Three gangsters -- a mean one, a stupid one and Henry, the hoodlum with a heart of gold -- are on a job in rural Illinois when a hawk bursts through the windshield and dies. In its talons is a white squirrel, which survives and scampers away from the car. This is a heavy load of indecipherable metaphor for any book to carry, and, sure enough, Sweet and Vicious struggles to remain airborne.

The three guys arrive at a sheep farm where an associate of theirs is about to abscond to Belize with millions of dollars' worth of ill-got diamonds and his pretty Playboy-centerfold wife. The mean guy is distracted by the wife from his original purpose (retrieving diamonds) and sets about assaulting her with a stick of butter. Being nice, Henry naturally objects to rape by dairy product. He feels sorry for the hapless, double-crossing couple, as well as for their sheep. So he beats his two comrades to a pulp, releases everybody, takes the diamonds and heads off in a pickup truck he found in the barn.

Within hours he's in Wisconsin, where he picks up Grace, a university-educated car-wash attendant. They're meant for each other -- she's a redhead, and he's got muscles -- so in she jumps, and a car chase across several states ensues, much like any road trip: The Badlands are the Badlands, and Montana turns out to have mountains.

Their courtship is brief. Within half an hour, Henry and Grace are in the back of the car, and he's "tasting not just her body but her whole female swirl, her IQ, and her humor, maybe even her womb." Greedy of him to taste her whole swirl, I thought. And what is her IQ? Shouldn't we be told?

There can be no "screwing"' (Grace's favorite word) until they're married, because Grace is "trying for heaven." She's been trying for it ever since being abruptly deflowered at 15 by a passing evangelical preacher. The incident still rankles with her. It rankles with me, too, not least for its suggestion of synaesthesia (surely the least exciting of psychic abilities):

"A power was brewing in her loins, a color she couldn't name but wanted to. . . ." Might that unnamed color be purple, by any chance? This is lazy prose, masquerading as intuitive. Schickler writes better about sex when he sticks to the bare facts. After Grace and Henry marry later that day, they celebrate by "screwing" against the back of a fried dough booth at a country carnival, in full view of the donut boy, and eating beignets all the while. For once Schickler refrains from trying to tell us what sex feels like, and lets the scene stand on its own.

But we never find out who these people are. Schickler expects us to care about their troubles without ever making them real. He merely assembles a hodgepodge of detail about everybody, assigning each new character an eccentric trait or two, as if this will suffice to form them into well-rounded and endearing personalities for us.

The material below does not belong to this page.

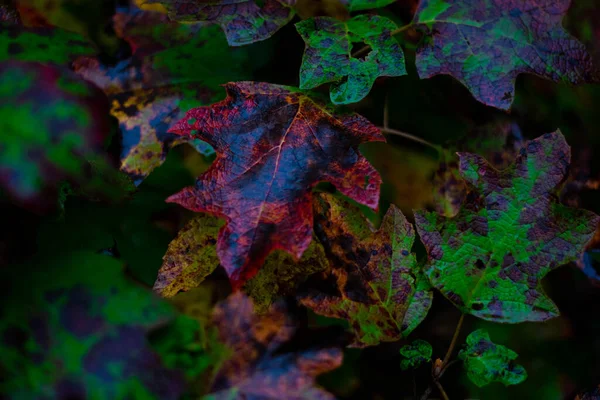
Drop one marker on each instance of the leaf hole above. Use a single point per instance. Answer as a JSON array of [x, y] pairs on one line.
[[360, 50]]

It doesn't. It's repetitive, meaningless and patronizing. Can't anyone just be ordinary?

One of the gangsters eats blueberries in merlot all the time and reads Thoreau. Two boys "excelled at chess and loved Pink Floyd," another "was fearful of nuclear winter," a fourth "would visit Laos in August with his parents and his stomach would tolerate the trip poorly." The mean gangster's conquests include "a Communist in thongs" and a "ticklish vegan." And there's a particularly irritating girl called Color who can "smell brush fires at their discarded-match inception." Schickler throws magical realism around as if it grows on trees.

He also assumes we care about the plight -- and preoccupations -- of teenagers. The book is littered with totemic teenage stuff, a high school world in which money matters, male strength matters, as do the formal dance, sex, guns and ESP. Cars really matter. Add a little home-baked Christianity, and you begin to feel you're in a teenager's bedroom. (I wasn't interested in teenagers even when I was one.)

The title implies some sort of battle between good and evil, body and soul, Bonnie and Clyde -- the War and Peace of Chicago gangsterdom, the Pride and Prejudice of car journeys. But Schickler never manages to tease a real dilemma out of this wandering tale -- it's just viciously sweet. He had some success with his first book, a collection of stories, Kissing in Manhattan, but this novel shows the saggy elastic of an over-elongated tale. Drastically condensed, it might make a good three-minute ad for Christianity, aimed at teenagers. But who needs that? *

Lucy Ellmann's most recent novel is "Dot in the Universe."